Explica por que, praticamente da noite para o dia, Suécia e Finlândia abandonaram mais de 70 anos de neutralidade e se candidataram para aderir à Otan.
Explica por que, praticamente da noite para o dia, a Polônia deixou de brincar com o pró-Putin, anti-imigração e populista Viktor Orbán, primeiro-ministro da Hungria,
e abriu suas fronteiras para mais de dois milhões de refugiados
ucranianos ao mesmo tempo em que o país transformou-se em ponte
terrestre para transportar as armas da Otan para dentro da Ucrânia.

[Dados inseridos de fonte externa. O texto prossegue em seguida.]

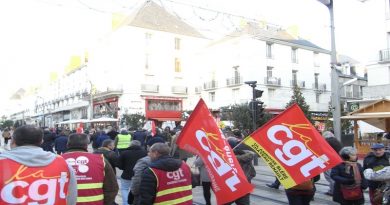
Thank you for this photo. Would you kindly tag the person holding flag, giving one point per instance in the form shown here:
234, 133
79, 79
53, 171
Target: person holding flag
167, 180
347, 176
201, 136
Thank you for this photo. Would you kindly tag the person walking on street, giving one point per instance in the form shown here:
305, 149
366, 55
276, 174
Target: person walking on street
107, 150
337, 146
205, 179
48, 140
96, 181
167, 180
7, 136
61, 141
127, 160
376, 160
19, 181
349, 173
122, 140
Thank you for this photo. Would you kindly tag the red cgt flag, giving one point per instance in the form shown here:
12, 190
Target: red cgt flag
201, 136
293, 148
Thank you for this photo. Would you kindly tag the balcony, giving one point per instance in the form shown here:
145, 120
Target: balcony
272, 81
384, 56
179, 89
149, 88
109, 92
299, 83
210, 85
198, 89
234, 81
352, 95
319, 87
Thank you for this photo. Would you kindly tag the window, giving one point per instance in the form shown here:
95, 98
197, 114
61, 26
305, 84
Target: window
148, 37
316, 59
235, 94
212, 96
177, 43
294, 57
294, 81
269, 71
271, 93
177, 65
268, 50
147, 61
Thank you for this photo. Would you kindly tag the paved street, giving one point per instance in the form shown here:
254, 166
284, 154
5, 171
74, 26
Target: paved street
262, 195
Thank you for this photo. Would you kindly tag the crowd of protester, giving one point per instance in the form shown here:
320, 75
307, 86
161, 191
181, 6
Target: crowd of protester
145, 161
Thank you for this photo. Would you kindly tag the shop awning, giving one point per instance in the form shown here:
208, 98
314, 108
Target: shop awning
73, 121
104, 119
165, 119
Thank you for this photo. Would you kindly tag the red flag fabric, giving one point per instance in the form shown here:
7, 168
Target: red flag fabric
153, 131
293, 148
201, 136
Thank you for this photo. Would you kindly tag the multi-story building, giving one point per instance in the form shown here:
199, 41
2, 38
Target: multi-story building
378, 72
272, 57
144, 66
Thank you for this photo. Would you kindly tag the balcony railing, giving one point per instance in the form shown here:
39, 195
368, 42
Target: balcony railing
273, 81
384, 55
210, 85
179, 89
234, 81
298, 83
319, 86
350, 94
150, 88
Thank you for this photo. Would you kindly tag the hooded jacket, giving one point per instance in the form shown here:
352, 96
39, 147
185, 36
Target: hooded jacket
33, 156
128, 159
375, 163
148, 188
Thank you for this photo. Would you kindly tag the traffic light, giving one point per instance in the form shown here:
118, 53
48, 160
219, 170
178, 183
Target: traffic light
260, 109
258, 93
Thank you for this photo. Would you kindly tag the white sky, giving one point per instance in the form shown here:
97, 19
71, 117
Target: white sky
39, 36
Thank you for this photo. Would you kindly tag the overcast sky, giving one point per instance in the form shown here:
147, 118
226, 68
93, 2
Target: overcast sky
39, 36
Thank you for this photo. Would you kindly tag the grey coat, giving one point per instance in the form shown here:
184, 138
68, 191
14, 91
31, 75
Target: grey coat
204, 177
138, 169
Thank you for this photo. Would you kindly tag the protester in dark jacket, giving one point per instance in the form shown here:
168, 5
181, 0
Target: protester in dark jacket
61, 141
159, 154
100, 138
127, 160
343, 174
48, 140
140, 135
376, 160
106, 149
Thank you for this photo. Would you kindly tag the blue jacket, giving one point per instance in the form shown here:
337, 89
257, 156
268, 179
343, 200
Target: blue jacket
60, 144
100, 139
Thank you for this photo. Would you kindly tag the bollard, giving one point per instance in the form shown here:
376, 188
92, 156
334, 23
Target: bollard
256, 160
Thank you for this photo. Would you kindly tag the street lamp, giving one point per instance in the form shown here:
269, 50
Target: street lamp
253, 104
43, 109
335, 97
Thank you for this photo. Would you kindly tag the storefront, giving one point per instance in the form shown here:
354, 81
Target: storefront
106, 108
163, 109
319, 120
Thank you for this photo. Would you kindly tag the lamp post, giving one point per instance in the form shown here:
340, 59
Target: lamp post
253, 104
335, 97
43, 109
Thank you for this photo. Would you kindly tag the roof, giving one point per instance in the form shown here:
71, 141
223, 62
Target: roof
376, 114
152, 16
273, 34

Explica por que, praticamente da noite para o dia, a União Europeia substituiu anos de sanções econômicas brandas e capengas contra a Rússia e disparou um míssil econômico de precisão, sancionando o centro da economia de Putin.
Em
suma, o que percebi foi justamente que a invasão russa à Ucrânia virou
um terremoto europeu: “um despertamento — boom! — e então tudo mudou”;
conforme me colocou o ex-ministro de Relações Exteriores alemão Joschka
Fischer. “O status quo ante não retornará. Você está testemunhando uma
imensa mudança na Europa em resposta à Rússia — não fundamentada na
pressão americana, mas porque a percepção de ameaça em relação à Rússia
de hoje é completamente diferente: Nós entendemos que Putin não está
tratando apenas da Ucrânia, está ameaçando todos nós e nossa liberdade”.
Gostemos
ou não, acrescentou Fischer, a Europa moderna encontra-se neste momento
em um “modo de confrontação contra a Rússia. A Rússia não é mais parte
de uma ordem europeia pacífica”. Houve “uma completa perda de confiança
em Putin”.
Os planos de Putin
Haveria
alguma dúvida a respeito do porquê? O Exército de Putin está destruindo
sistematicamente cidades e infraestruturas da Ucrânia com a intenção
aparente não de impor o controle russo sobre essas localidades,
comunidades e fazendas, mas, em vez disso, apagá-las do mapa, junto com
seus moradores, e fazer virar verdade, à força, a tresloucada alegação
de Putin de que a Ucrânia na realidade não é um país.
No
Fórum Econômico de Davos, na semana passada, entrevistei Anatolii
Fedoruk, prefeito de Bucha, Ucrânia, a cidade onde a Rússia foi acusada
de assassinar centenas de civis, deixando cadáveres nas ruas para
apodrecer ao relento ou empilhando os corpos dentro de uma cova coletiva
escavada no jardim de uma igreja, antes das tropas russas serem
expulsas de lá.
“Tivemos
419 cidadãos pacíficos assassinados de diversas maneiras”, disse-me
Fedoruk. “Não possuíamos nenhuma infraestrutura militar na nossa cidade.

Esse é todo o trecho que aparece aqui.